Perspektive

In Saudi-Arabien droht einer Aktivistin die Enthauptung

In Saudi-Arabien fordert die Staatsanwaltschaft die Enthauptung der 29-jährigen Aktivistin Israa al-Ghomgham. Auch vier weitere Aktivisten, darunter ihr Mann, Moussa al-Hashem, sollen enthauptet werden. Ihr „Verbrechen“ bestand darin, dass sie gewaltfrei gegen die Diktatur des Königshauses demonstriert, Parolen gegen das Regime gerufen und Videos davon in den sozialen Medien gepostet hatten.

Al-Ghomgham ist die erste Frau, die in Saudi-Arabien wegen mutmaßlichen politischen Straftaten hingerichtet werden soll. Die Todesurteile gegen sie und vier weitere Verurteilte sind bezeichnend für das kriminelle Regime, das den Ruf hat, engster Verbündeter der USA in der arabischen Welt zu sein.

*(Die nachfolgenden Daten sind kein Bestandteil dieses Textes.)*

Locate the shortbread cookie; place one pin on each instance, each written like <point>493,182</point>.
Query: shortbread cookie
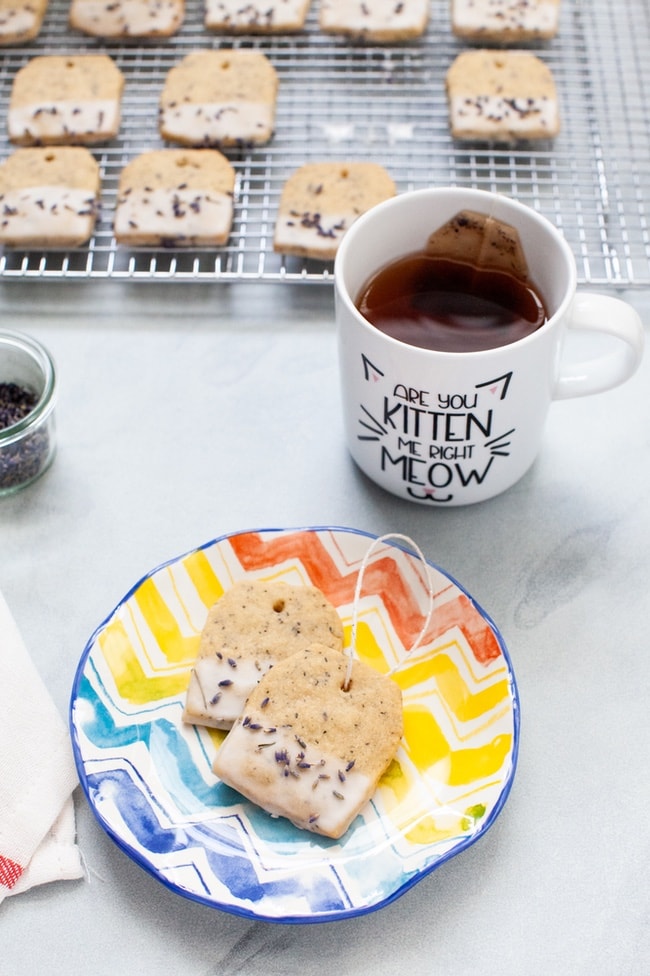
<point>48,197</point>
<point>502,96</point>
<point>65,100</point>
<point>175,197</point>
<point>321,200</point>
<point>505,21</point>
<point>219,98</point>
<point>20,21</point>
<point>309,751</point>
<point>127,18</point>
<point>254,625</point>
<point>258,17</point>
<point>375,20</point>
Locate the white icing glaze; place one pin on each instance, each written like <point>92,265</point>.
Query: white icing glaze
<point>482,115</point>
<point>46,213</point>
<point>218,704</point>
<point>497,15</point>
<point>136,18</point>
<point>311,230</point>
<point>374,15</point>
<point>64,118</point>
<point>311,787</point>
<point>235,13</point>
<point>211,124</point>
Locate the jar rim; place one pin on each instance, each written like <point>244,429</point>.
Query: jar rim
<point>39,355</point>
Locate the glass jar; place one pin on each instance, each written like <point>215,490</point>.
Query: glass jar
<point>27,444</point>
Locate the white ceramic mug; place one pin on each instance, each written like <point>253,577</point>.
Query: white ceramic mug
<point>453,428</point>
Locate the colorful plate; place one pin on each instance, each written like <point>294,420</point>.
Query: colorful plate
<point>148,777</point>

Die Proteste, die zur Anklage führten, fanden in der Hafenstadt Qatif in der ölreichen Ostprovinz des Königreichs statt, wo der Großteil der schiitischen Bevölkerung des Landes lebt. Seit dem Jahr 2011 richteten sie sich gegen die systematische Diskriminierung und Unterdrückung der Schiiten durch eine Monarchie, die der offiziellen Staatsdoktrin des Wahhabismus‘ anhängt. Die Wahhabiten sind eine ultrakonservative, sunnitischen Sekte.

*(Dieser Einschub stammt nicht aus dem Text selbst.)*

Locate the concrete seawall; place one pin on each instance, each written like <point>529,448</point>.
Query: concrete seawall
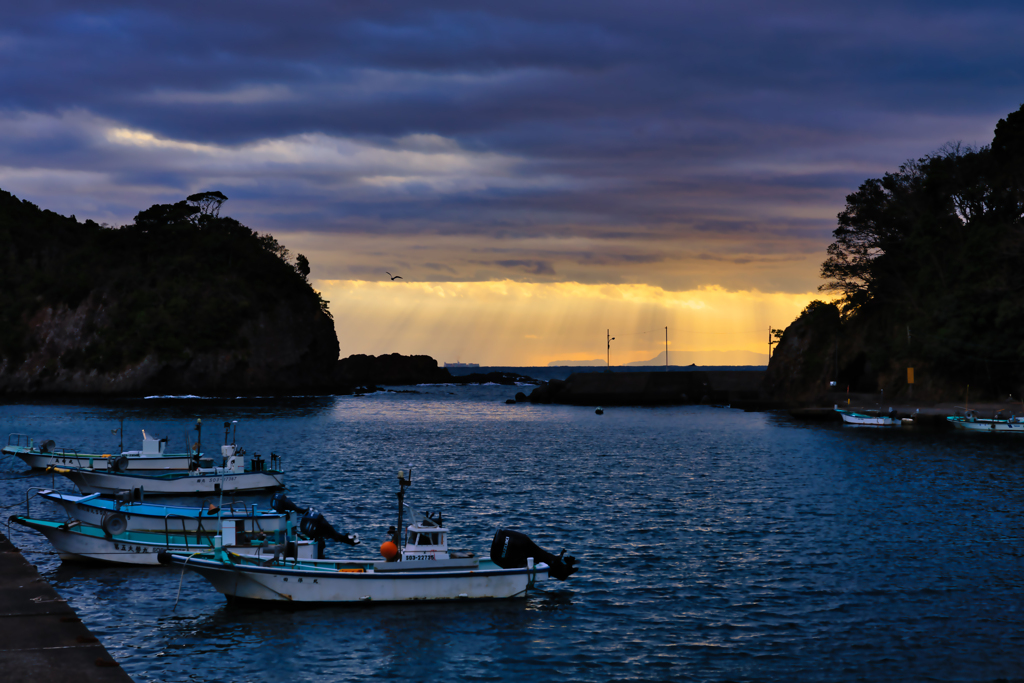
<point>41,638</point>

Die Demonstranten forderten Gleichheit und bessere soziale Verhältnisse in einer Region, die trotz ihres Ölreichtums zutiefst vernachlässigt wird, sowie Meinungsfreiheit und die Freilassung der politischen Gefangenen. Der Staat reagierte darauf mit hartem Durchgreifen der Polizei und ließ ganze Gemeinden unter Kriegsrecht stellen.

Israa al-Ghomgham und ihr Ehemann wurden am 6. Dezember 2015 bei einer nächtlichen Polizeirazzia in ihrem Haus verhaftet. Seither sitzen sie seit 32 Monaten im Gefängnis, mehr als zwei Jahre davon ohne Zugang zu einem Anwalt, und ohne dass man offiziell Anklage gegen sie erhoben hätte. Da al-Ghomghams Familie aus der Arbeiterklasse stammt, hatte sie kein Geld für einen Anwalt. Erst als ihr Vater an die Öffentlichkeit ging, um das Geld aufzutreiben, meldete sich ein Rechtsanwalt freiwillig, um sie zu verteidigen.

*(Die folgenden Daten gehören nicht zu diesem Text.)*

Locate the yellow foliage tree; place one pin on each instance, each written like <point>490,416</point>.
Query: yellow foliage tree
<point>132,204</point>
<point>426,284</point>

Sie und ihre Mitangeklagten wurden vor dem Sonderstrafgericht (SCC) angeklagt, das im Jahr 2008 vorgeblich für Anklagen wegen Terrorismus geschaffen wurde. Die Verfahren vor diesem Gerichte sind Schauprozesse. Die Angeklagten haben fast keine Rechte, und das Urteil und die Strafe werden im Vorfeld von der Monarchie festgelegt.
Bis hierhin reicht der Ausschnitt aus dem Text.